Ginger At The British Museum

It has been said that there are only two certainties in life – death and taxes. With regard the latter it is possible to avoid or evade. With regards the former evasion or avoidance are not options. Sooner or later we’re all going to die.

So, what has occupied the mind of humankind since the long ago age when they crawled out of the primordial swamp and stood upright on two legs is what comes next? Is there an undiscovered country “from whose bourn,” to quote Shakespeare, “no traveller returns?” Is there an afterlife?

Well in a glass case located amongst the mummies in the Egyptian section of the British Museum you will find the remains of someone who very much believed that there was an afterlife. Furthermore, he is one of the most visited exhibits in the British Museum Collection.

The dried out cadaver was discovered in Egypt in 1900 but those who look upon him are looking at the remains of a man who walked the sands of Egypt some 3000 years before the birth of Christ.

We don’t know exactly who he was but, on account of his reddish- blond hair – which, although 5000 years old, has been almost perfectly preserved – he has been given the unofficial nickname of Ginger.

Ginger is curled up in the foetal position – this is symbolic. He is about to be reborn and about to enter the next life, and surrounding him are various objects – pots and bowls and a stone vase.
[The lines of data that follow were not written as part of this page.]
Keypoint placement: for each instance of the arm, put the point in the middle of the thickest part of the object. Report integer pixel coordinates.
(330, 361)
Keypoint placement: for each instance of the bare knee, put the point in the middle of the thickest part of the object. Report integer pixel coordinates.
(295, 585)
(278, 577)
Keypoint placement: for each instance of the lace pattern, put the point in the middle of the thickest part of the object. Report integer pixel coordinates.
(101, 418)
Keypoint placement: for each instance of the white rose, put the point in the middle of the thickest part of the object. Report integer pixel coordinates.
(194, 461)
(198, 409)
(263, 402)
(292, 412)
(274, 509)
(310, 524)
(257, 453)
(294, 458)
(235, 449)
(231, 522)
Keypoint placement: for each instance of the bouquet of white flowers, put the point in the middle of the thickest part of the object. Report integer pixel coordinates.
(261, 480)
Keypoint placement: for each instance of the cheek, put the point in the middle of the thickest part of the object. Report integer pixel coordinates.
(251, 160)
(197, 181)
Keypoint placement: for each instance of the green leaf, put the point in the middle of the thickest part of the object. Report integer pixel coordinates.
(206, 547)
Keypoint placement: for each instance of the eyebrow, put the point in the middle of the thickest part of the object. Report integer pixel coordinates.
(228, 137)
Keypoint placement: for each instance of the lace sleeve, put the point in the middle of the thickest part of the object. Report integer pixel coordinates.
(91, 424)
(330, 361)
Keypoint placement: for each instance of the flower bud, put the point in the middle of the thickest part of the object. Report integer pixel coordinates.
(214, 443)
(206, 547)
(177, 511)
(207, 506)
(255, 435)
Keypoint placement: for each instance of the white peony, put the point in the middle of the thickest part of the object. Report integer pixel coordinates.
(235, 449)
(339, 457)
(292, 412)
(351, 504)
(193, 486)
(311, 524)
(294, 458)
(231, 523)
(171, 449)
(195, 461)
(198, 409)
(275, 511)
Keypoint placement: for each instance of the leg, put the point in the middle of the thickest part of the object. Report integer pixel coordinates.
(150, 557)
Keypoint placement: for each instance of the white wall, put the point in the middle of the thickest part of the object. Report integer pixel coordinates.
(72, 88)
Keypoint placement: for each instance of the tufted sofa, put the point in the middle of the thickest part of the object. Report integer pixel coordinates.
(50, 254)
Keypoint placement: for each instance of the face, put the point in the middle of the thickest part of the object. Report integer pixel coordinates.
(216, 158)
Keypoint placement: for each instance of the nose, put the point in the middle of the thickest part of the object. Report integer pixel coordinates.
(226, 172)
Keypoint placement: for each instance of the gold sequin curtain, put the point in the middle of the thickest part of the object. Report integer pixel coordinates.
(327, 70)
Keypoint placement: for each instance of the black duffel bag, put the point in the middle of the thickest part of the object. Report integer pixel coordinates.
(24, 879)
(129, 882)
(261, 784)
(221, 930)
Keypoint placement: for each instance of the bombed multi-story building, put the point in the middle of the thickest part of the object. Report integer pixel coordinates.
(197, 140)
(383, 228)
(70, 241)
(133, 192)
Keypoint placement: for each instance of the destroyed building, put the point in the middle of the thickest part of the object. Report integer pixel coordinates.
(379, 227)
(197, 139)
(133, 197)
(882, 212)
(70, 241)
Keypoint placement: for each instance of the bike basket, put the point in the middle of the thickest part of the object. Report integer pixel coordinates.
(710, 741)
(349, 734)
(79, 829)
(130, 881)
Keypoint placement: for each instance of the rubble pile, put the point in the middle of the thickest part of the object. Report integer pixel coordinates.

These were not discovered at the same time as Ginger but they do date back to the same period and have been placed with him in the glass case to give an impression of how his grave pit would have looked. These vessels would have contained personal possessions, such as beads and a knife, as well as food and drink, all sorts of things to sustain him in the afterlife.

He is an excellent example of how bodies were preserved in Ancient Egypt in the days before mummification, an era known as the Predynastic Age. They were placed in shallow graves and then covered with dry sand. It was important for bodies to be preserved so that they could pass through into the next life.

The Ancient Egyptians believed that the body needed to survive in a recognisable form because if it decayed the spirit, which survived death, also perished. The spirit, they believed, would ascend to the heavens, and having passed the judgement of the gods, it would be transformed into a divine being, called an akhu, and it would live in a realm decorated with features similar to those it had had on earth and where it would sample pleasures similar to the ones it had enjoyed in its mortal form.

But how has Ginger’s body been preserved for so long – over 5000 years?

Well, the secret lies in the sand itself.

Sand dries out the moisture from the body. Whenever an organic thing dies, be it an animal, plant or person, it immediately starts to decompose. Bacteria get inside, breed in the moisture and begin eating away at the body, breaking it down.

But, because Ginger was placed in direct contact with the sand, all of the moisture was drawn out, and, since the human body is made up of 75% water, there was nothing for the bacteria to live on.

So, even though Ginger looks a little leathery, he is in remarkable shape for someone who has celebrated his 5000th birthday.